Les Américains proposent de reprendre 200 salariés pendant au moins un an. Ce seuil serait un impératif pour que le terrain leur soit cédé gracieusement, tandis que la cession gratuite de ce terrain serait pour Centro une condition suspensive à la reprise. La vice-présidente puis le président de Centro, Peter Wang, devaient venir successivement la première puis la seconde semaine de mai pour rencontrer les principaux acteurs du dossier. En face, une offre plus ancienne recouvre à peu près les mêmes enjeux. Les capitaux proviennent cette fois d'Abu-Dhabi et de Dubaï et c'est Emmanuel Delepoulle, entrepreneur isérois, président de Snep-Euroform, qui agît comme intermédiaire dans ce dossier.
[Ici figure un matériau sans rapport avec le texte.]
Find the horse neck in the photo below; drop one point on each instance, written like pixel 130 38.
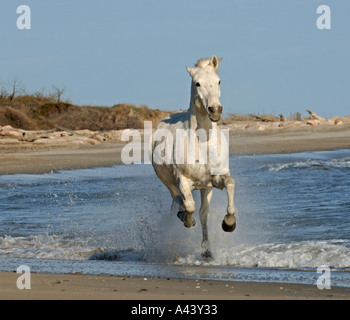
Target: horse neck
pixel 198 120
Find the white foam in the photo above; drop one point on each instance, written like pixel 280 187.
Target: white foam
pixel 335 163
pixel 306 254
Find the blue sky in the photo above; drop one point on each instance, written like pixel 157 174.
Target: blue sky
pixel 275 59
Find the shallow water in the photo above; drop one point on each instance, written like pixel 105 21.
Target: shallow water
pixel 293 216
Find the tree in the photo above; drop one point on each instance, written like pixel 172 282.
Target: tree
pixel 15 86
pixel 58 92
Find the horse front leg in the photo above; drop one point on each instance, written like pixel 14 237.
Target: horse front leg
pixel 186 216
pixel 229 222
pixel 206 195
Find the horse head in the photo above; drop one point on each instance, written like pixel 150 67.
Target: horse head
pixel 205 88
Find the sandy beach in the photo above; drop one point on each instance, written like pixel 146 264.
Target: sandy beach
pixel 41 159
pixel 86 287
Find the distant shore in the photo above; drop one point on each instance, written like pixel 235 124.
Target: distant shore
pixel 39 158
pixel 28 158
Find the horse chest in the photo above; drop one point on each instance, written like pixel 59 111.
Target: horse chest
pixel 198 174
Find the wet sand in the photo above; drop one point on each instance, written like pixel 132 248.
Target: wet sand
pixel 86 287
pixel 43 159
pixel 40 159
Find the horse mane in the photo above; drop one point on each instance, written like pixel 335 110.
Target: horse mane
pixel 205 62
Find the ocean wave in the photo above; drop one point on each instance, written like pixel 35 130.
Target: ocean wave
pixel 45 247
pixel 306 254
pixel 306 164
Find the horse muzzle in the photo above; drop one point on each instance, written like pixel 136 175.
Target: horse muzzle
pixel 215 113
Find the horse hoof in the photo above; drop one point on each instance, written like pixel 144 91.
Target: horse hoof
pixel 228 228
pixel 191 224
pixel 207 256
pixel 183 217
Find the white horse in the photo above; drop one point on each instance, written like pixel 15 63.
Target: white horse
pixel 180 177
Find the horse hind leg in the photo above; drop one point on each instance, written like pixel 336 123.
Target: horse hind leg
pixel 206 195
pixel 179 206
pixel 189 206
pixel 229 222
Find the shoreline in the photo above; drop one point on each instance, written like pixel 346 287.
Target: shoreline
pixel 29 159
pixel 77 286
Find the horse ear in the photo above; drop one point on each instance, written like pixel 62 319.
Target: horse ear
pixel 190 71
pixel 215 62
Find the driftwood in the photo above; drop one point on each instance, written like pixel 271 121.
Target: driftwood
pixel 316 116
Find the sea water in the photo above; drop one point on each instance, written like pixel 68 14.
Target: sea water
pixel 293 216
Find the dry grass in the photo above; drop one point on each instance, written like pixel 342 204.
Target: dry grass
pixel 37 112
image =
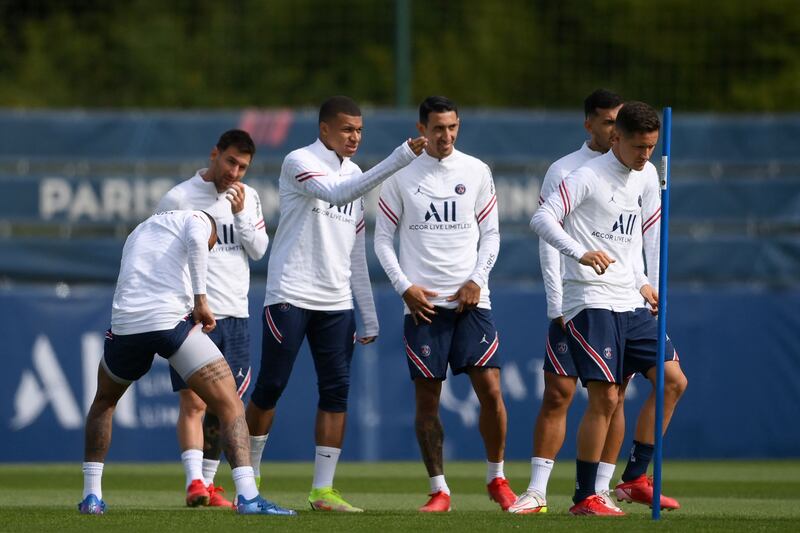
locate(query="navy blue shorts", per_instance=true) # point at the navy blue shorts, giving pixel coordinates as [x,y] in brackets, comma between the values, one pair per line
[128,357]
[558,356]
[610,346]
[232,337]
[331,336]
[461,340]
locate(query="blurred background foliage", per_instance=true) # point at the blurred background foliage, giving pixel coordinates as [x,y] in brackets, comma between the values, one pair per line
[713,55]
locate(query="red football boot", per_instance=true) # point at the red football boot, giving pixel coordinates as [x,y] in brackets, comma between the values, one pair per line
[640,490]
[501,492]
[596,506]
[438,503]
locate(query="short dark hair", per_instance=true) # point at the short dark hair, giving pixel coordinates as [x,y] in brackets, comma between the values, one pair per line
[435,104]
[239,139]
[637,117]
[601,99]
[338,104]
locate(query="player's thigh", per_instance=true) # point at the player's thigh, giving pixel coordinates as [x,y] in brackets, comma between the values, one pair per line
[126,358]
[284,328]
[597,346]
[190,351]
[641,343]
[557,353]
[427,346]
[475,341]
[233,339]
[331,338]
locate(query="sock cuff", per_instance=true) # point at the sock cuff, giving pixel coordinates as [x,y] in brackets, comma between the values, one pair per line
[192,454]
[89,466]
[328,449]
[242,472]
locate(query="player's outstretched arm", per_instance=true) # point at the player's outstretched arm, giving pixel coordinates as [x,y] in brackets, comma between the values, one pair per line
[362,288]
[314,182]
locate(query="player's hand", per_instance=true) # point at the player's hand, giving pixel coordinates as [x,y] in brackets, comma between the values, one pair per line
[416,298]
[467,296]
[651,297]
[417,145]
[598,260]
[201,314]
[235,195]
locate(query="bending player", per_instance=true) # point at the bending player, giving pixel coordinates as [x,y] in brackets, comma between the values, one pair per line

Il a remis en mars à l'administrateur judiciaire Robert-Louis Meynet une lettre d'intention dans laquelle il serait question d'injecter 25 M€ dans une usine de véhicules électriques, avec là encore maintient de 200 salariés également. « Les deux propositions étant concurrentes, le tribunal n'en retiendra qu'une », a souligné en sortie d'audience Robert-Louis Meynet qui attend désormais les documents officiels. Le 30 avril dernier, aucune offre de reprise n'avait été déposée en bonne et due forme. Des offres complémentaires permettraient de compléter les propositions principales et de sauver du licenciement la totalité des 405 salariés. « Les lettres d'intention me paraissent solides, souffle Pierre Millet, dirigeant de SITL qui avait proposé un plan de redressement non financé, donc presque caduc en l'état. Ayant monté cette entreprise, j'espère que l'on s'en tirera par le haut. » Côté représentants du personnel, même soulagement. « Nous avions deux alternatives, la liquidation ou le report. Nous sommes satisfaits de cette issue et espérons que ce report sera le dernier et aboutira à sauver tous les emplois », a indiqué l'intersyndicale, se montrant tout à fait disposée à rencontrer les repreneurs potentiels pour leur prouver leur volonté de s'inscrire dans un projet de reconversion ambitieux. Selon des acteurs du dossier, « sauver SITL et ses 400 emplois relèverait d'un exploit encore plus remarquable que le sauvetage de Kem One ». La prochaine audience du tribunal de commerce se tiendra le 6 juin.